Dahl draws such an evil character sketch of the grandmother that the reader has no sympathy for her. The grandmother is symbolic of any mean adult you might have come across as a child; a strict aunt who always complained about your shoes being dirty when you went to her house or a grumpy old uncle who would keep asking you about your grades at school or maybe your principal who would always find something wrong with your uniform and give you a dressing down during the assembly. 

So George decides to make a medicine which would, somehow, do something to Grandma. What that something was, he couldn't put his finger on. Being a child, his imagination knew no end and he set to work on a new medicine for his evil grandmother.
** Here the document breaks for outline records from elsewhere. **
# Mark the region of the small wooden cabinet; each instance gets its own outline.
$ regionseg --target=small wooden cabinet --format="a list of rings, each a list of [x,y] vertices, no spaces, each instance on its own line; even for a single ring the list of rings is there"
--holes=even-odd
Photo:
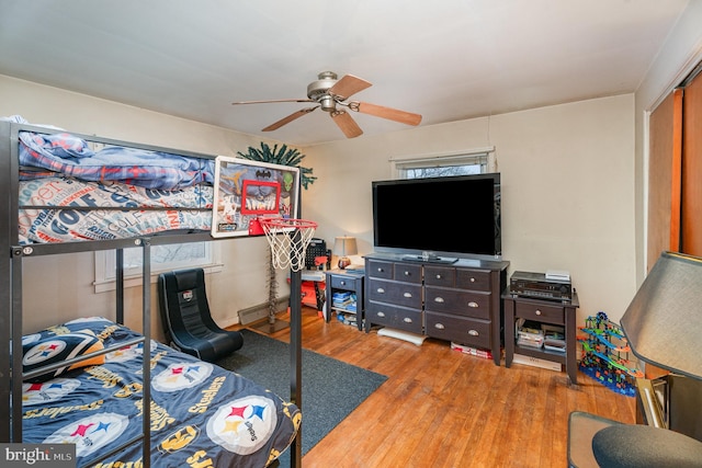
[[[501,300],[508,262],[458,260],[451,264],[365,259],[366,330],[370,324],[487,349],[501,358]]]
[[[347,313],[355,313],[356,324],[359,330],[363,330],[363,322],[365,318],[365,308],[364,308],[364,284],[363,284],[363,272],[360,273],[349,273],[343,270],[330,270],[327,272],[327,321],[331,317],[332,310],[337,312],[347,312]],[[333,294],[338,292],[348,292],[352,293],[355,296],[355,307],[354,308],[344,308],[338,307],[333,305]],[[367,323],[366,323],[367,327]]]
[[[508,290],[505,301],[505,366],[509,367],[514,353],[551,361],[565,365],[571,384],[578,384],[578,363],[576,356],[576,309],[579,307],[578,295],[574,292],[569,303],[532,299],[512,296]],[[526,319],[541,323],[563,326],[565,328],[566,351],[547,351],[531,346],[519,346],[516,343],[516,321]]]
The medicine itself is a piece of art. It includes almost anything and everything that George can find in the house; Golden Gloss hair shampoo, toothpaste, scarlet nail varnish, Dishworth's Famous dandruff Cure, liquid paraffin, Waxwell floor polish, flea powder for dogs, brown shoe polish, curry powder, mustard powder, extra hot chilli sauce, animal medicine, engine oil, anti-freeze, and dark brown gloss paint. Whew! 
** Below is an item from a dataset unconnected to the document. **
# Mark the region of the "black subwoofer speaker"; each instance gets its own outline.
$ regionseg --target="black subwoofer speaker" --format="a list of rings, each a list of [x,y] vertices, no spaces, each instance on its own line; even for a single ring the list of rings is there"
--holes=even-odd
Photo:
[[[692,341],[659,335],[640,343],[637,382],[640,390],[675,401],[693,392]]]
What does the medicine do to Grandma? On taking just a spoonful, she jumps off the sofa and remains hanging in mid-air for a while. Then smoke bellows out of her ears and nose, and it seems she's on fire! Once George douses her with water, she starts growing and she grows so tall, she comes right out of the roof of the house!  The medicine does bring a change in Grandma physically, but otherwise, she is more or less the same; grumpy, and grouchy. So how does the medicine really fix Grandma? Well, that you must read and find out for yourself! [Her greed, impatience and jealousy makes her take a lethal dose of the wrong medicine (even though George tries to stop her) and puff!].

Two other characters in the book are George's parents, Mr & Mrs. Kranky. Mr. Kranky is a pretty ordinary guy. Again, through this character, Dahl shows a greedy side of adults. On discovery of the wonder that George's medicine can do, his father wants George to feed it to all the animals in the farm so they grow big and tall as Grandma. Then he wants George to make lots more of the medicine which they could sell all over the world and thus, become rich. As adults always do, Mr. Kranky hides his ulterior motive from George behind the mask of 'helping and feeding the world'. If you read between the lines, you can see what a shallow character Mr. Kranky is. 

So next time you're grumpy to a a kid, beware! He/she might just give you a 'marvellous medicine' when you fall ill! And then, puff!

What is the one item you would add to the marvellous medicine and who would you give it to? Do tell.